Comments (from the original post)

  • Roger Till: That’s tricky. An interesting concept with dem woyds.

Poem 152. The General Prologue to The Canterbury Tales

And specially, from every shires ende
Of Engelond, to Caunterbury they wende,
The hooly blisful martir for to seke,
That hem hath holpen whan that they were seeke.

Geoffrey Chaucer (c1340s—1400)
Whan that Aprille with his shoures soote,
The droghte of March hath perced to the roote,
And bathed every veyne in swich licóur
Of which vertú engendred is the flour;
Whan Zephirus eek with his swete breeth
Inspired hath in every holt and heeth
The tendre croppes, and the yonge sonne
Hath in the Ram his halfe cours y-ronne,
And smale foweles maken melodye,
That slepen al the nyght with open ye,
So priketh hem Natúre in hir corages,
Thanne longen folk to goon on pilgrimages,
And palmeres for to seken straunge strondes,
To ferne halwes, kowthe in sondry londes;
And specially, from every shires ende
Of Engelond, to Caunterbury they wende,
The hooly blisful martir for to seke,
That hem hath holpen whan that they were seeke.

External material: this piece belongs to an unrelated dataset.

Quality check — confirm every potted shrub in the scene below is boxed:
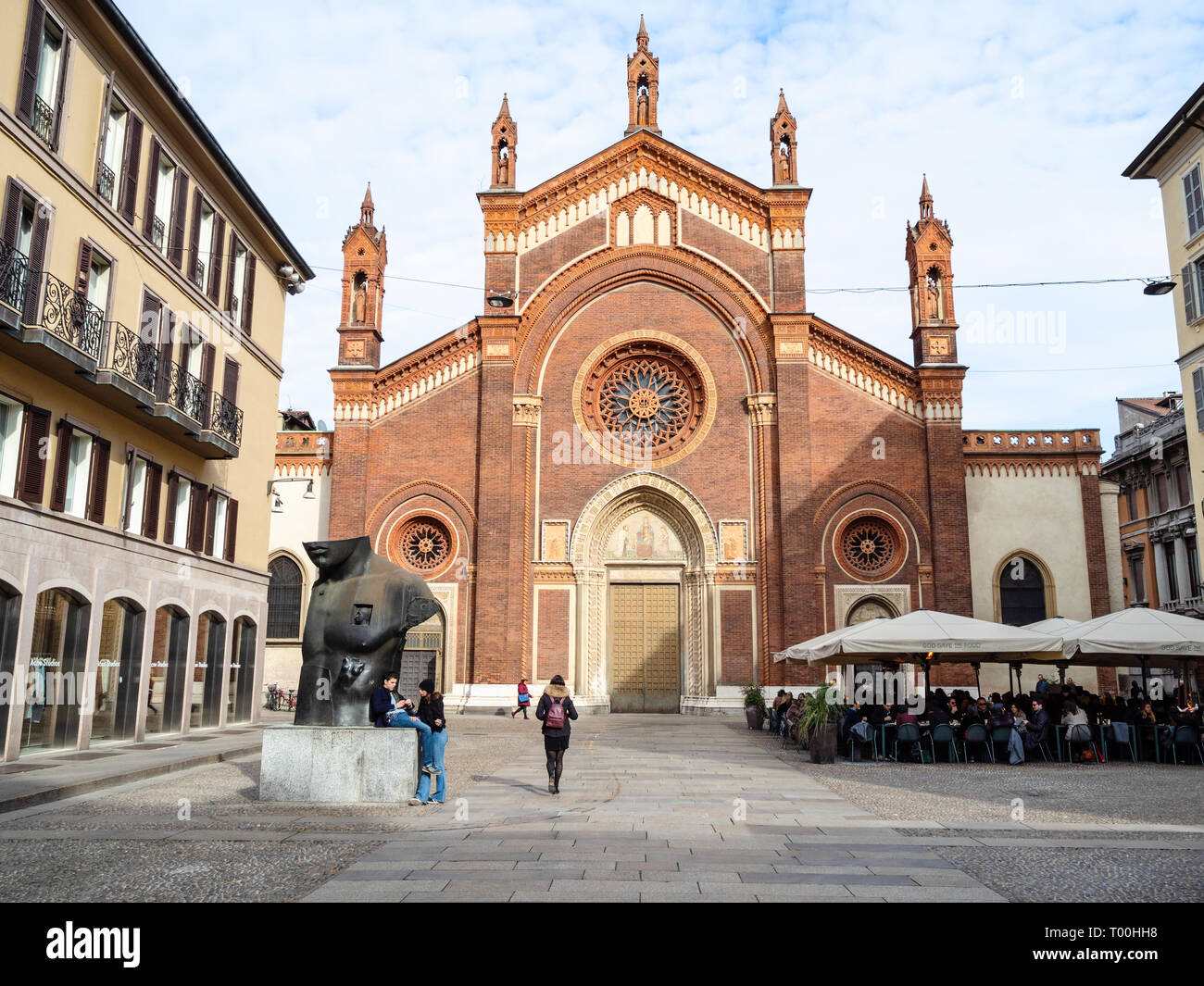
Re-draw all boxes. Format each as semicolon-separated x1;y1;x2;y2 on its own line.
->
741;685;766;730
799;685;846;763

This is the least immediately comprehensible and earliest English poem I have chosen to date. Chaucer was the first poet to be buried in Poet’s Corner in Westminster Abbey but he was also a philosopher, astronomer, civil servant, diplomat and member of parliament.

The poem is written in Middle English but if certain words are rendered in their modern spelling and reorganised slightly, it becomes much easier to comprehend:

Whan Aprille with his showers sweet,
The drought of March has pierced to the root,
And bathed every vein in such liquor
Of which virtue engendered is the flower;
Whan Zephyrus too with his sweet breath
Inspired has in every holt and heath
The tender crops, and the young sun
Has in the Ram his half-course run,
And small fowls make melody,
That sleep all the night with open eye,
So Nature pricks them in their hearts,
Then folk long to go on pilgrimages,
And palmers to seek strange strands,
To far hallows, known in sundry lands;
And specially, from every shire’s end
Of England, to Canterbury they wend,
The holy blissful martyr to seek,
That has helped them when they were sick.

Chaucer celebrates the onset of Spring, when the drought of March is assuaged by the rain of April so that the flowers and crops begin to grow and flourish and small birds sing to attract a mate and observes that not only does the season enliven the natural world, but prompts people to make pilgrimages from “every shires ende of Engelond” to the shrine of “the hooly blisful martir” Thomas Becket at Canterbury to give thanks for miraculous healing they attribute to him. A palmer was a pilgrim who had made (or was making) the arduous journey to the holy places in Palestine.

Links

  • Read about The Canterbury Tales on Wikipedia.
  • Read about the General Prologue on Wikipedia.

Poem 153. Lines Written in Early Spring

And ’tis my faith that every flower
Enjoys the air it breathes.

William Wordsworth (1770—1850)
I heard a thousand blended notes,
While in a grove I sate reclined,
In that sweet mood when pleasant thoughts
Bring sad thoughts to the mind.
To her fair works did Nature link
The human soul that through me ran;
And much it grieved my heart to think
What man has made of man.
Through primrose tufts, in that green bower,
The periwinkle trailed its wreaths;
And ’tis my faith that every flower
Enjoys the air it breathes.
The birds around me hopped and played,
Their thoughts I cannot measure:—
But the least motion which they made
It seemed a thrill of pleasure.
The budding twigs spread out their fan,
To catch the breezy air;
And I must think, do all I can,
That there was pleasure there.
If this belief from heaven be sent,
If such be Nature’s holy plan,
Have I not reason to lament
What man has made of man?

Wordsworth rhapsodises about the natural world and reflects on the vast difference between such beauty and “what man has made of man”. This poem suggests that he sometimes thought little of the world of men compared with the gifts of nature and it is difficult to contradict him when we think of a glorious March morning when the flowers are beginning to bud and the birds are starting to return and compare that with the behaviour of people and the grimy cities that were such a part of the Victorian industrial age.